Verso il XIII secolo
"all’evo speculativo della Teologia successe un altro, nel quale uomini insigni per dottrina si sforzarono di adattare i principi morali alle azioni o attività umane. (...) Coloro che in questo periodo trattarono di cose morali vennero chiamati sommisti, dalle summe, quasi riunione o collezione di dottrine morali rispecchianti i diversi casi di coscienza; da ciò nacque il barbaro nome di casuisti, per distinguerli da coloro che trattarono questioni canoniche che ebbero il nome di canonisti o decretisti".
Il procedimento di tali teologi moralisti verrà poi chiamato casistica; esso vuole offrire alla coscienza nozioni su cui appoggiarsi nel caso concreto; la casistica nasce quindi come aiuto alla coscienza in difficoltà e per facilitare il compito della prudenza.
Da un punto di vista positivo la casistica rivela quindi una grande attenzione alla situazione: visto che concretamente l'uomo solitamente non si trova a decidere in una situazione che corrisponda in tutto e per tutto al caso astratto, puro e semplice, essa ha il compito di aiutare l'uomo in situazione ad emettere un giudizio di coscienza che tenga conto delle circostanze particolari che si possono verificare.
Di fronte al caso in astratto (ad esempio: è bene che un chierico frequenti certe compagnie?) vengono proposte varie soluzioni a seconda della diversità di circostanze o conseguenze o finalità possibili (ad esempio: di giorno sì, di notte no; se lo sanno i superiori sì, se non lo sanno no; se è una compagnia femminile no, se è maschile sì; se c'è possibilità di fare del bene sì, se è per divertimento solo no, e così via; e poi tutte le varie combinazioni possibili di circostanze o conseguenze o finalità).
Ma il metodo casistico in realtà non aiuta l'uomo a progredire nel discernimento morale pratico. La casistica infatti è un procedimento speculativo e aiuta ed abitua la persona ad un discernimento solo speculativo e non pratico; essa non aiuta a cogliere la realtà da fare da un punto di vista pratico, non fa progredire nell'amore pratico del bene.
Basarsi solo sulla scienza speculativa dei casi lascia la persona in una situazione di perenne "infantilismo morale". L'uomo maturo infatti, in tutti i campi, è l'uomo indipendente, autonomo; non nel senso che essendo legge a se stesso si comporta secondo il suo capriccio, ma nel senso che è capace di autodeterminarsi in vista di un fine assunto responsabilmente.
Inoltre la persona in situazione difficilmente sarà in grado di decidere autonomamente se la sua situazione non rientra in nessuno dei casi già previsti dai moralisti.
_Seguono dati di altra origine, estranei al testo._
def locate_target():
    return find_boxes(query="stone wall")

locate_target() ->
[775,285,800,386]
Arriviamo quindi ad una conseguenza paradossale: la casistica, sorta per aiutare ad abbracciare il bene sempre e comunque, a lungo andare impedisce lo sbocciare e il progredire della virtù della prudenza, a cui voleva andare in aiuto.
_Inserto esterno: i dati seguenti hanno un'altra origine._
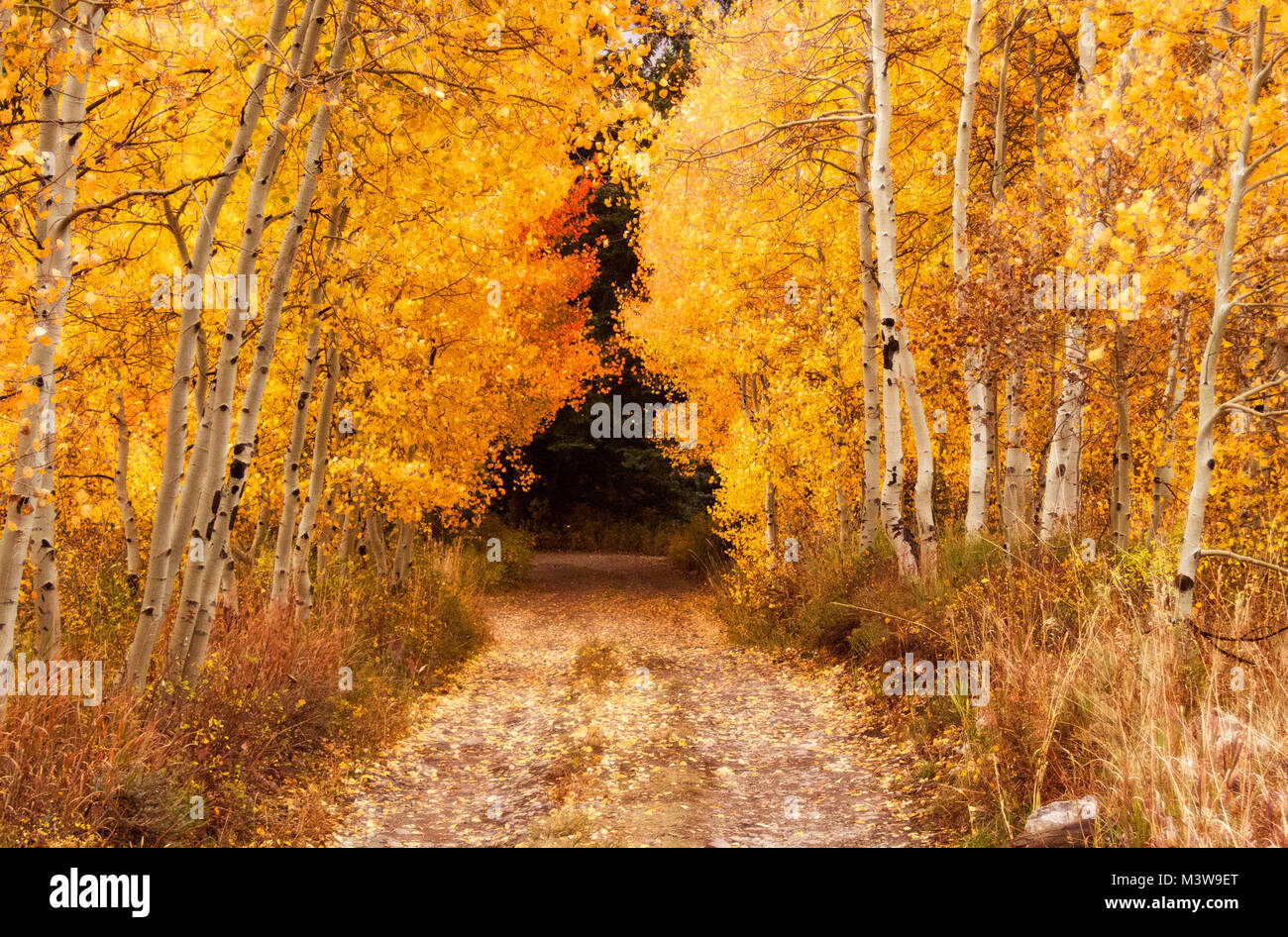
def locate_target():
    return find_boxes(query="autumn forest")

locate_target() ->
[0,0,1288,865]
La casistica tende anche a deresponsabilizzare di fronte all'imprevisto: dopo aver ponderato il ponderabile, come mi devo comportare quando nella situazione che sto vivendo c'è qualcosa di mai ponderato e di assolutamente nuovo? Da un certo punto di vista se il caso che sto vivendo e a partire dal quale devo prendere una decisione morale da seguire non rientra in quelli previsti dalla casistica, allora posso considerare la mia scelta, qualunque essa sia, non imputabile se in coscienza sbaglio.
Comunque, come dice chiaramente il Capone, tale ragionamento lassista non è stato portato avanti da tutti i moralisti, ma solo da una frangia di essi di ispirazione nominalistica e giuridista:
"Mentre S. Tommaso e poi S. Alfonso fanno dipendere il giudizio di coscienza, oltre che dalla scienza oggettiva, anche dalla prudenza, i moralisti casisti eliminavano la prudenza e facevano dipendere la coscienza solo dalla scienza della legge. Però gli oggettivisti essenzialisti erano rigoristi con la coscienza di fronte alla legge o alla regola casistica; gli oggettivisti, di ispirazione nominalistica e giuridista, erano abbastanza elastici, fino al lassismo; essi, infatti, reagendo all'essenzialismo in morale, consideravano ogni legge, anche la naturale, come limitazione, più o meno positiva, della libertà".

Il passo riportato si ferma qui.